The List<T> class contains an extensive API with many more methods than we can cover here. In this chapter, we primarily focus on the Add() and RemoveAt() methods. Feel free to consult the official documentation online to explore other methods and usage scenarios.

Defensive programming with IReadOnlyList<T>

Classes frequently use List<T> to store internal data, but returning this list directly to external calling code exposes the internal state. External callers could invoke .Add() or .Remove(), which corrupts the managed state.

To prevent this, we can expose the collection using the IReadOnlyList<T> interface.
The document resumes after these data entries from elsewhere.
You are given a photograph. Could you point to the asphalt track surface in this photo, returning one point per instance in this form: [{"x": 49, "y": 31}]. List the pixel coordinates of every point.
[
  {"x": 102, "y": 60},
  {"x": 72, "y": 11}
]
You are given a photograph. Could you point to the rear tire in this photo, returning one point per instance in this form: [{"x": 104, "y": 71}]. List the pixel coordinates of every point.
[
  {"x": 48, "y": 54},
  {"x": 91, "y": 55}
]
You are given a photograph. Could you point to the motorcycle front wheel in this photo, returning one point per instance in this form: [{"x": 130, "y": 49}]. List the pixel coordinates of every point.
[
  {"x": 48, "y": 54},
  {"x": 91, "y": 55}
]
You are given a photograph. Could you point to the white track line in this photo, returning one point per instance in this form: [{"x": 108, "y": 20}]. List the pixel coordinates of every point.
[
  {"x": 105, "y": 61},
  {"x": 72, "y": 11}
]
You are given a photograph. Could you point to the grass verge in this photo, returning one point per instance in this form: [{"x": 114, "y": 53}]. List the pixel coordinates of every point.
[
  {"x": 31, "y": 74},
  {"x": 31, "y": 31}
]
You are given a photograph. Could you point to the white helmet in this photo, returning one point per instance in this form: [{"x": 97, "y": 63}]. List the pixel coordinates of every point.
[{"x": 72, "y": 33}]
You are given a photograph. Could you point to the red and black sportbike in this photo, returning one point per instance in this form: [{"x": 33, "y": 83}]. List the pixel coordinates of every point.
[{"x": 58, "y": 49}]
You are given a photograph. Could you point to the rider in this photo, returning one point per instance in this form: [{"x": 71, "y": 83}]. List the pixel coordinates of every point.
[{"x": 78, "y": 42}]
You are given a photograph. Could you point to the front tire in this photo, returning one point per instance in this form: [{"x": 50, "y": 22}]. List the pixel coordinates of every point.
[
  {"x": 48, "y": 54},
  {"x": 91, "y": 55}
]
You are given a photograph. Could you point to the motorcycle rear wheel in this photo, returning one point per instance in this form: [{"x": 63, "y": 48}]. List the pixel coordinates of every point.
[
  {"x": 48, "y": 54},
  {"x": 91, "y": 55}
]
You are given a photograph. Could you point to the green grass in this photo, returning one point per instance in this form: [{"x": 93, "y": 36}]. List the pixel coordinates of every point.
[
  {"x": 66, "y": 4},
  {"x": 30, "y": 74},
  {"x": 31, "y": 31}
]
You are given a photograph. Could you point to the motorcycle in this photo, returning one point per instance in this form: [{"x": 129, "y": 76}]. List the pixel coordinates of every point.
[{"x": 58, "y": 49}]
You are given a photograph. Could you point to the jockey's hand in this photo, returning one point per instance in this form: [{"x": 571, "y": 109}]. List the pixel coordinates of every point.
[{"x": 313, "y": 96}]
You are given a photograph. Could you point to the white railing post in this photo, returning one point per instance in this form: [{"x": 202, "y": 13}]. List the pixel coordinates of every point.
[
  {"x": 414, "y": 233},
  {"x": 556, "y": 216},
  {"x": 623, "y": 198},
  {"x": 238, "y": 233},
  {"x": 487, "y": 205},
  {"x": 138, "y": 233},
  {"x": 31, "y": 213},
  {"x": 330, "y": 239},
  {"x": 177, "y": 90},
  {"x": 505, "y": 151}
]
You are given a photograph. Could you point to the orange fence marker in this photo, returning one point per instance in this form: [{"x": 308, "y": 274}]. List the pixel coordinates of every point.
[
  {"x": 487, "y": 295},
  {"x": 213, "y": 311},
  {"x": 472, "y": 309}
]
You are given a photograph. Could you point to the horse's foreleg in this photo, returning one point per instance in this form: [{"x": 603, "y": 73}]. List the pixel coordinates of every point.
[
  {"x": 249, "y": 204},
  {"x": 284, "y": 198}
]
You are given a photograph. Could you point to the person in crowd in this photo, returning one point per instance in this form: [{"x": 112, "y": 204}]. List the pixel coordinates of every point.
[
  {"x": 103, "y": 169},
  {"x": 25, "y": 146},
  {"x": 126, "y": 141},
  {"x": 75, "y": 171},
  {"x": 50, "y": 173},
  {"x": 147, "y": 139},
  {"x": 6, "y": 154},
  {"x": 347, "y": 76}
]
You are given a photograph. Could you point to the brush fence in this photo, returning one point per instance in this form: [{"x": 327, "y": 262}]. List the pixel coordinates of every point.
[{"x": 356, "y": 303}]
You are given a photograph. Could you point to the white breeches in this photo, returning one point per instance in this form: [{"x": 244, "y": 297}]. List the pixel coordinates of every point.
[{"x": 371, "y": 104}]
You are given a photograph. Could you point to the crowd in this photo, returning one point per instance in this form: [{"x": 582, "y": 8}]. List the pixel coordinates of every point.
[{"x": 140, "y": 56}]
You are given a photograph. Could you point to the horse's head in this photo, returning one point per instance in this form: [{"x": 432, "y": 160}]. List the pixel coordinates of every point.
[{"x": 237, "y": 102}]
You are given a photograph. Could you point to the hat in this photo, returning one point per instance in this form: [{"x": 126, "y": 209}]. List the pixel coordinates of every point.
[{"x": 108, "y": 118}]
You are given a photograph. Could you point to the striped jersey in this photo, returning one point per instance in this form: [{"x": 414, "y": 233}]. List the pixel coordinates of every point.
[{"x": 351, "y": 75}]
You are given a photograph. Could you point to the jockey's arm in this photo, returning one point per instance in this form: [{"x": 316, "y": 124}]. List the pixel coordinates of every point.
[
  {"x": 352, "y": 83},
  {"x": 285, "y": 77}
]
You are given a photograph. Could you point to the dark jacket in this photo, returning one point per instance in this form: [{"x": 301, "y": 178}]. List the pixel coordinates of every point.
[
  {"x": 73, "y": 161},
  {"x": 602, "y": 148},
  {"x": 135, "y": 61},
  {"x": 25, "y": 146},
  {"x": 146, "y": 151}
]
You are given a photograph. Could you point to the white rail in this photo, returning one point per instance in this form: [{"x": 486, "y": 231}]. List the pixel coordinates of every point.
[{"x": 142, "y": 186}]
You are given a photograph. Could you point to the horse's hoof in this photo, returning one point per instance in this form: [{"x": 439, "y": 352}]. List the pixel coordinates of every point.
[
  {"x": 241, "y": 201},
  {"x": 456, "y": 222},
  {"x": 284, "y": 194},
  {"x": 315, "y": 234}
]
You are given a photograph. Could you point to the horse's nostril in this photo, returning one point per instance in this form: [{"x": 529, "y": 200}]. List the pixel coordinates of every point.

This interface only provides properties and methods for reading data (such as the Count property and the indexer), effectively making the collection read-only to external consumers.

The following example demonstrates how to protect internal data using this interface.

C# 14.0
using System.Collections.Generic;
// Program execution
ShoppingCart cart = new();
cart.AddItem("Laptop");
cart.AddItem("Headphones");
// We can successfully read from the read-only list
Console.WriteLine($"First item: {cart.Items[0]}");
// The following line would cause a compiler error:
// cart.Items.Add("Mouse");
// Class definitions are placed at the end of the file
public class ShoppingCart
{
// Internal mutable list
private readonly List<string> _items = [];
// Public read-only view
public IReadOnlyList<string> Items => _items;
public void AddItem(string item)
{
// Controlled logic can go here (e.g., validation)
_items.Add(item);
}
}
  • Lines 4–6: We execute our program logic first using top-level statements, instantiating the class and adding items via the allowed public method.

  • Line 9: We read data securely from the Items property. The compiler ensures that destructive methods like Add or Remove are hidden from the cart.Items object.

  • Line 15: We define the ShoppingCart class at the bottom of the file.

  • Line 18: We define a private, mutable List<string> to store our shopping cart items internally.

  • Line 21: We expose a public property typed as IReadOnlyList<string> that simply returns a reference to our internal list.

  • Line 23: We control exactly how items are added by forcing consumers to use our AddItem method.